Após idas e vindas ao FMI e moratórias, dívida externa do país foi solucionada com pragmatismo e ortodoxia.

O fantasma ficou para trás. O Brasil hoje tem dinheiro suficiente para pagar sua dívida externa, tanto pública como privada. E ainda sobra troco. A notícia chega justamente num momento em que o mundo vive o temor de mais uma crise internacional, desta vez, vinda dos Estados Unidos, motor - ainda - da economia do planeta. Claro que a crise pode respingar no Brasil, mas agora o país tem o seu "colchão de liquidez", recheado com US$187,507 bilhões.

A dívida externa foi uma das grandes bandeiras de muitas gerações. Os choques do petróleo e a disparada dos juros pelo banco central americano - nas mãos de Paul Volcker - levaram à moratória mexicana em 1982. Não demorou muito, chegou ao Brasil. "Não pagaremos a dívida com a fome do povo", bradou Tancredo Neves. No governo José Sarney, foi o ministro Dilson Funaro que disse que o Brasil não pagaria. Durante anos, simpatizantes da esquerda, líderes sindicais, artistas... Não faltou quem empunhasse bandeiras contra o Fundo Monetário Internacional (FMI), os banqueiros internacionais, todos que usurpavam o Terceiro Mundo.

Governo do PT, que pregou moratória, paga antes ao FMI

Hoje, para os mais novos, o discurso parece roto e envelhecido. Mas não era. A dívida externa foi solucionada com o pragmatismo e a ortodoxia usados no combate à inflação. A bandeira contra a dívida externa ficou para trás. E o fato é celebrado justamente no governo de Luiz Inácio Lula da Silva, o presidente que um dia foi líder sindical e que bradou contra a dívida externa a ponto de o seu partido ter proposto auditoria, moratória e até plebiscito para saber se o país deveria, ou não, pagá-la.

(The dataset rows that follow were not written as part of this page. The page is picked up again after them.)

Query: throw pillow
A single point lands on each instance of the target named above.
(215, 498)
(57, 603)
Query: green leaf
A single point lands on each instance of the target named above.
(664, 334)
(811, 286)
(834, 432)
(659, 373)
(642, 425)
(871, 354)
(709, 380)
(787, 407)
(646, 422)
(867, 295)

Nenhuma medida radical foi tomada. Não houve mágica. Houve, sim, um longo caminho de renegociações, troca de títulos e, mais recentemente, de grande acumulação de reservas internacionais, com a compra oportunista pelo Banco Central de dólares que se espalhavam em abundância pelo mercado brasileiro, com o avanço das exportações. Inchava-se as reservas e impedia-se a queda exagerada do dólar. Tudo isso permitiu, sem heterodoxia e sem passe de mágica, espantar o fantasma do endividamento.

Quase duzentos anos depois, os sustos com as idas periódicas do país ao Fundo Monetário Internacional (FMI) sumiram. No lugar, apareceu um Brasil que foi, sim, ao FMI no fim de 2005, mas para antecipar o pagamento de sua dívida de US$15 bilhões, contraída meses antes de o presidente Lula assumir a condução do país.